No debemos olvidar también
que estamos aquí nada más que por un tiempo, que la vida es un espacio, que se
extiende desde el nacimiento hasta la muerte, y el reto que tenemos es darle
sentido a ese periodo.
Sin embargo, en lugar de encontrar
una misión, a lo que nos dedicamos es a controlarlo todo, incluso lo
incontrolable: el tiempo, la salud, la felicidad, el modo de vida, los
nacimientos, las relaciones humanas, la muerte. No estaría de más de
reflexionar sobre lo que nos advierte el evangelista Mateo: «¿Quién de
vosotros, por mucho que se afane, puede añadir una sola hora a su existencia?»
(Mateo, 6, 27).
Dostoyevski en la novela Los
hermanos Karamazov nos da una buena reflexión sobre el tema que estamos
tratando:
Aliosha: Lo comprendo todo perfectamente,
Iván. ……….. Me encanta tu ardiente amor a la vida. A mi entender, se debe
amar la vida por encima de todo.
Iván: ¿Incluso más que al sentido de la
vida?
Aliosha: Desde luego. Hay que amarla antes
de razonar, sin lógica, como has dicho. Sólo entonces se puede comprender su
sentido.
Por lo tanto, ese sentido es
ya el de nuestras vidas, no tenemos que inventarlo; más bien tenemos que
reencontrarlo, sentirlo, hacérselo sentir al otro. La experiencia del
sinsentido de la muerte que me espera, deja aparecer una nueva solidaridad con
el otro, que estrecha los lazos y me ayuda a descubrir y a redescubrir lo
esencial: no puedo hacer nada contra mi angustia, no puedo realmente alargar mi
modesta vida «ni una sola hora», no puedo siquiera alcanzar la felicidad, pero
puedo socorrer al otro, intentar hacerle feliz y digno de existir. Todo cuanto
me apega al sentido, todo cuanto me da esperanza es la espera de una vida con
sentido para el otro, para que el otro pueda vivir como si la vida tuviese un
sentido. Entonces será mi vida la que descubrirá su sentido, más allá de sí
misma. Como dice V. Frankl: “He
encontrado el sentido de mi vida ayudando a los demás, a encontrar el sentido
de las suyas”. En efecto, esta vida, que siempre es en
primer lugar la mía, no es jamás sólo la mía, sino la de todos aquellos que
comparten mi destino como mortal. Todos, como yo, han nacido y todos van a
perecer, y aunque resulte muy doloroso aplicar esta evidencia a la propia vida,
es necesario enfrentarse a ello.
Como conclusión podremos
reflexionar sobre algunos puntos:
En el
libro “La muerte de Iván Ilich” Tolstoi relata la historia de Iván Ilich que
lleva una vida muy parecida a los valores actuales, muy afianzada en los
estereotipos sociales: la profesión, los éxitos laborales, el status social que
ha adquirido, etc... Pero la aparente seguridad ante la vida encierra un
contrasentido cuando está a punto de fallecer.
“En
ese preciso instante Iván Ilich se precipitó en el fondo del agujero, vio la
luz y descubrió que su vida no había sido como habría debido ser, pero que aún
estaba a tiempo de remediarlo. Se preguntó cómo debería haber sido, y a
continuación guardó silencio y se quedó escuchando. Entonces se dio cuenta
de que alguien le estaba besando la mano. Abrió los ojos y vio a su hijo”
Finalmente
comprende que aquellas cosas que no quería perder habían constituido durante
gran parte de su existencia el medio para perder lo auténticamente importante.

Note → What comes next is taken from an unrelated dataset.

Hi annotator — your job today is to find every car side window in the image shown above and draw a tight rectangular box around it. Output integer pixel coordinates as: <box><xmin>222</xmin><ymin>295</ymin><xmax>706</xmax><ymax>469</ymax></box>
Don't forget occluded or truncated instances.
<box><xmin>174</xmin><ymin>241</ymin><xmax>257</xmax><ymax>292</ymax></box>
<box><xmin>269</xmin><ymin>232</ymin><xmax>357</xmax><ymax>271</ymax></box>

Paradójicamente, lo que había constituido su seguridad, había sido su ruina. El
último día de su vida, Iván acepta su situación: “Su carrera, su modo de vivir,
su familia y aquellos intereses de la sociedad y del servicio, todo podía haber
sido distinto de lo que fue. El encuentro del amor con su hijo es lo que lo
libera y le descubre el sentido.
Por lo
tanto, el amor, la honestidad, la humildad, bondad, la alegría, el entusiasmo,
etc.. es lo que nos da sentido a nuestra vida.
Otro ejemplo desde
la espiritualidad lo vemos en libro El
Buen Ladrón. Misterio de la Misericordia, del canadiense André
Daigneault. Nos dice:
"La
figura del Buen Ladrón –agregó- nos recuerda que cualquier persona con la peor
vida que haya podido tener hasta el último momento, puede santificarse, (...)
porque la santidad no es el fruto de nuestras buenas obras, de nuestros
esfuerzos, no es una construcción humana, sino un don de la Meisericordia de
Dios".
El psiquiatra Rocamora dice que: “En la consulta abundan dos
tipos de pacientes: unos están anclados en el pasado y se sienten culpables por
lo que hicieron o no hicieron; pero también existen los que se encuentran
angustiados por el futuro propio o el de sus familiares. En definitiva: no
saben vivir el presente de manera sana”.
La dimensión espiritual hace
referencia a la experiencia interior más profunda de la persona, que la conduce
a dotar de sentido y propósito a las propias acciones y existencia, sean cuales
sean las condiciones externas. Esto significa aprender cómo encontrar disfrute
en la experiencia cotidiana; a contar con un sistema de valores y con el
compromiso de aplicarlos; a centrarse en algo que va más allá de uno mismo. Esto
es, a trascender, al uso del propio potencial creativo; a la contemplación de
la vida y a aprovecharla de acuerdo con las propias aspiraciones y convicciones
y las del grupo al que se pertenece.
También
de nuestro estado de ánimo dependerá todo: las ganas de luchar, la fuerza para
perseverar, la ilusión por hacer cosas, la alegría, el optimismo y la esperanza.
Porque lo que importa no es hacer, ni llegar a ser cierta clase
de persona, sino en quien nos convertimos haciendo lo que hacemos. Esto
significa que no sólo queremos que la vida sea un buen viaje, sino que queremos
afrontarla honradamente y llegar a ser lo que en potencia podemos ser. La idea
clave es que somos «los autores de nuestro propio ser», que forjamos nuestra
identidad. «elegir por nosotros mismos», «tomar decisiones autónomas» y «vivir
de forma auténtica». La inevitabilidad de tomar nuestras decisiones y de asumir
la responsabilidad de nuestra vida, es el meollo del argumento que estamos
desarrollando en ella.
Conclusión Final
El sentido sólo está allí
donde somos atrapados, atraídos, transportados fuera de nosotros mismos. Ninguna vida es capaz de fundamentarse a sí
misma. Es inútil querer aferrarse a ella. El diálogo interior, nuestro punto de
partida, el punto de partida de toda interrogación sobre el sentido de la vida,
acaba entonces yendo más allá de uno mismo. La vida que tiene sentido es la
vida que se compromete con un sentido que la trasciende.